In the Washington Post documents, intercepted communications show that the FSB recently sent a team of Russian political strategists to advise Shor’s party, proving the close relationship which Shor denies. In a report to the FSB, one strategist said that Shor’s party will be “positioned as a populist party, changing people’s lives for the better”. The FSB also recently oversaw a deal in which a Russian oligarch acquired one of Shor’s main assets, to shield it from the Moldovan authorities.
What is becoming clear is that, as Russia faces further losses and military setbacks in Ukraine, the Kremlin is intensifying its efforts to subvert Moldova to help its cause and save face. It’s an easier target than Ukraine. And one way of covering the Kremlin’s embarrassment over the failure of the “special military operation”, is to find success somewhere else. Using the twin instruments of gas and illicit financing, the Kremlin is conducting a shadowy operation of influence in Moldova by using the allegedly corrupt Ilan Shor. As a senior Moldovan security official said recently, “the Russians are very good at exporting two things: one is energy, the second is corruption”.

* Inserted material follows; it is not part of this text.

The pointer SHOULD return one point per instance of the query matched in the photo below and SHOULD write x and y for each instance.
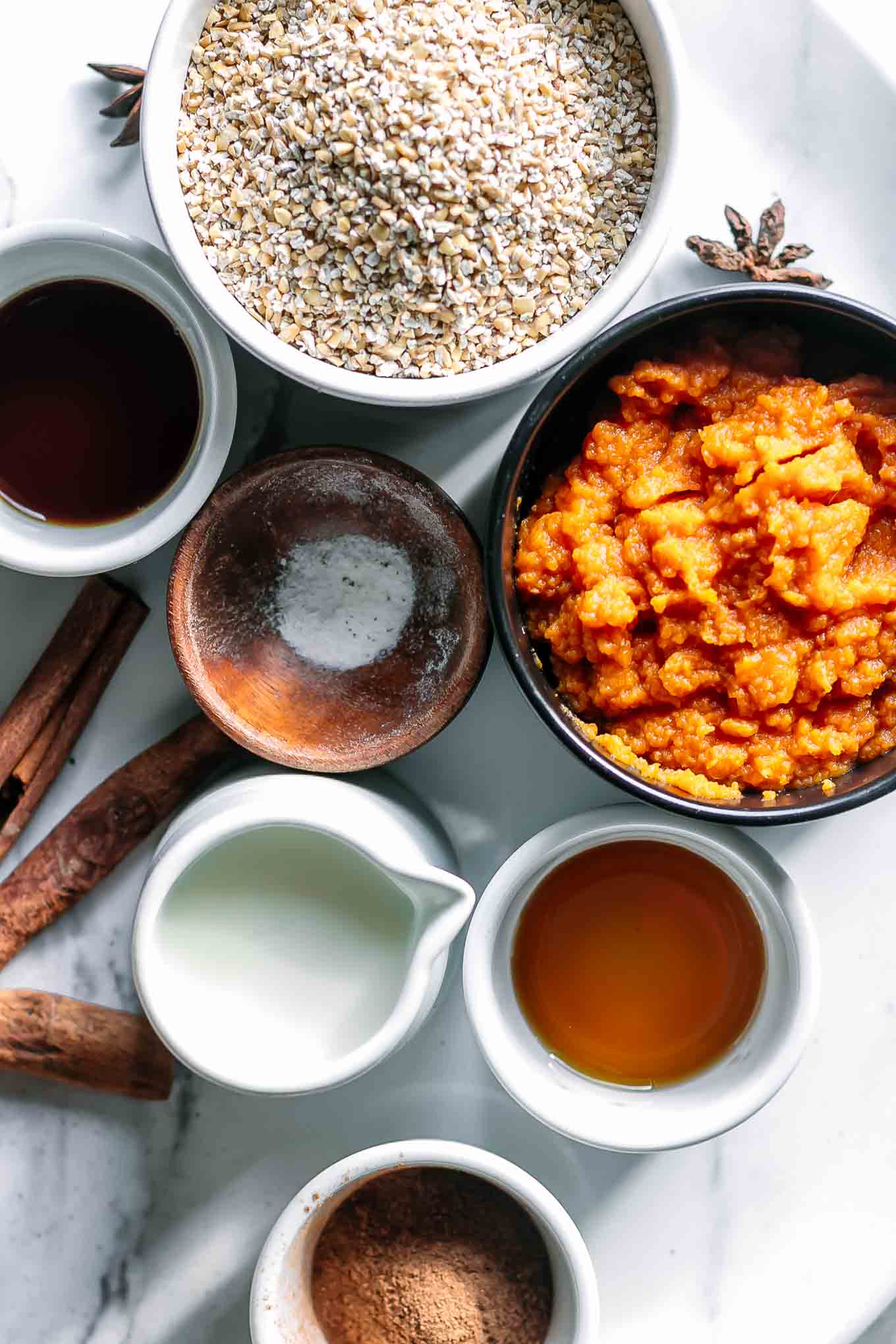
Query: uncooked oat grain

And it’s working. “People are protesting because we can’t afford to live”, said a pensioner in Chisinau recently. “Gas prices have gone up five times and pensions and wages remain the same. Shor gave us presents on national holidays. And these guys in power have just shown us their fists”, she added. Alarm is growing in western capitals, as well as in Moldova, that Shor-backed protestors have turned to increasingly aggressive tactics in the past two weeks as the country’s energy crunch intensifies.

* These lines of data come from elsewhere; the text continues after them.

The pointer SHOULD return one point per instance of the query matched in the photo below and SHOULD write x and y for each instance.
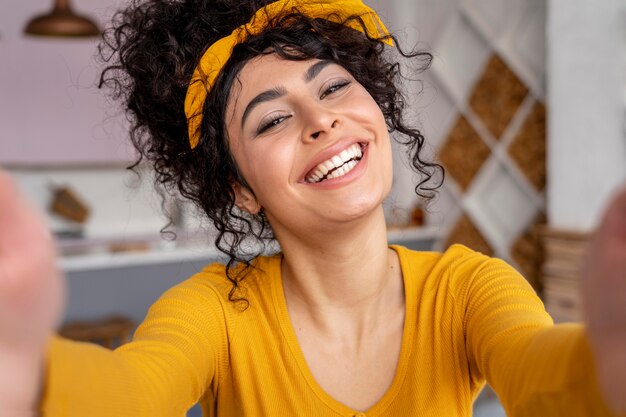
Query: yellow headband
(216, 56)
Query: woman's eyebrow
(315, 69)
(267, 95)
(277, 92)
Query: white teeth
(339, 164)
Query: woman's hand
(604, 296)
(31, 299)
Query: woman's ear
(245, 199)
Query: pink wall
(50, 109)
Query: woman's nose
(320, 121)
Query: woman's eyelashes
(271, 123)
(334, 87)
(275, 120)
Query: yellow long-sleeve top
(469, 318)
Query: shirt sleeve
(177, 353)
(536, 368)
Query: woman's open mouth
(336, 166)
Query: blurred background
(524, 105)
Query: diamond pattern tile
(497, 96)
(466, 233)
(527, 252)
(499, 205)
(463, 153)
(528, 149)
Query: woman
(275, 119)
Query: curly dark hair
(151, 51)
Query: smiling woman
(275, 119)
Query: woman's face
(310, 141)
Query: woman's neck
(349, 272)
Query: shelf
(171, 253)
(109, 260)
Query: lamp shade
(62, 21)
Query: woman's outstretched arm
(604, 296)
(31, 300)
(538, 368)
(177, 355)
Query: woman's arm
(31, 300)
(535, 367)
(176, 355)
(604, 296)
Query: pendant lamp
(61, 21)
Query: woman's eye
(267, 125)
(338, 85)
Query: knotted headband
(214, 59)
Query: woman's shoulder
(459, 267)
(213, 281)
(454, 257)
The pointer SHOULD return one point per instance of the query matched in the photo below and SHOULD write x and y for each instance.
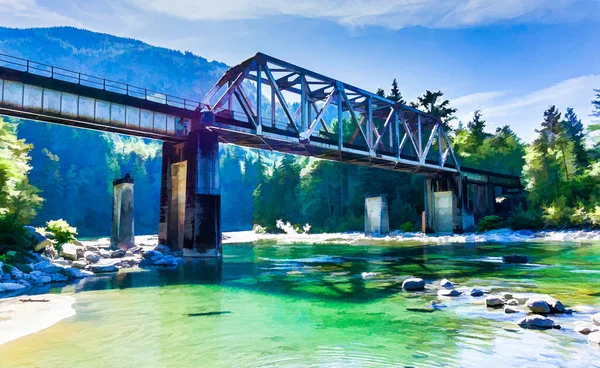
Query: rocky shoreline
(530, 311)
(75, 261)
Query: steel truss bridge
(263, 103)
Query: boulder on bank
(596, 319)
(476, 292)
(119, 253)
(39, 241)
(511, 309)
(536, 322)
(163, 249)
(449, 293)
(413, 284)
(80, 264)
(586, 328)
(167, 261)
(70, 251)
(10, 286)
(494, 302)
(91, 257)
(538, 305)
(103, 268)
(47, 267)
(445, 283)
(515, 258)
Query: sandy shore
(29, 314)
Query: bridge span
(263, 103)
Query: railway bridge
(263, 103)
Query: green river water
(299, 305)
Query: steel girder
(276, 100)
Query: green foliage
(558, 214)
(63, 232)
(521, 219)
(18, 198)
(13, 238)
(502, 150)
(434, 104)
(488, 223)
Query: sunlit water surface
(306, 305)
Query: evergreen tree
(476, 127)
(395, 94)
(432, 103)
(576, 134)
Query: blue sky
(510, 58)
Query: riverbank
(21, 316)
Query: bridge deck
(41, 92)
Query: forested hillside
(74, 168)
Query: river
(298, 305)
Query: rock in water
(57, 277)
(413, 283)
(79, 264)
(594, 338)
(596, 319)
(119, 253)
(494, 301)
(445, 283)
(69, 251)
(449, 293)
(163, 249)
(536, 322)
(91, 257)
(537, 305)
(586, 329)
(515, 258)
(476, 292)
(166, 261)
(98, 268)
(510, 309)
(555, 305)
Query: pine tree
(395, 94)
(432, 103)
(476, 128)
(575, 133)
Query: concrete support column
(190, 210)
(377, 220)
(122, 235)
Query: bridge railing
(50, 71)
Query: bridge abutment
(122, 234)
(190, 200)
(446, 205)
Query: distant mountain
(120, 59)
(74, 168)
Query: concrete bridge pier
(190, 199)
(122, 234)
(447, 207)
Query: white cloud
(524, 113)
(394, 14)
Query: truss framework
(270, 97)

So, the staff in Russia’s Ministry of Defence can take down that invasion map of Moldova from their wall, as Ukraine demonstrates to the world that Russia isn’t very good at invasions. In any case, the Kremlin has plenty of other cards to play. It could just cut off Moldova’s gas and then wait to see if a popular uprising emerges by itself. Pro-Russian politicians could then stand up and say “vote for us and we will join the fight against Ukraine and get plenty of gas at a very low price”. Alternatively, Russia could just hold the country to ransom until its economy collapses, its population freezes from winter cold and the government is overthrown, leading to elections and a new Prime Minister—Ilan Shor. Unlike the catastrophe in Ukraine, as far as Moldova is concerned, Vladimir Putin can sleep soundly.

John Dobson is a former British diplomat, who also worked in UK Prime Minister John Major’s office between 1995 and 1998. He is currently Visiting Fellow at the University of Plymouth.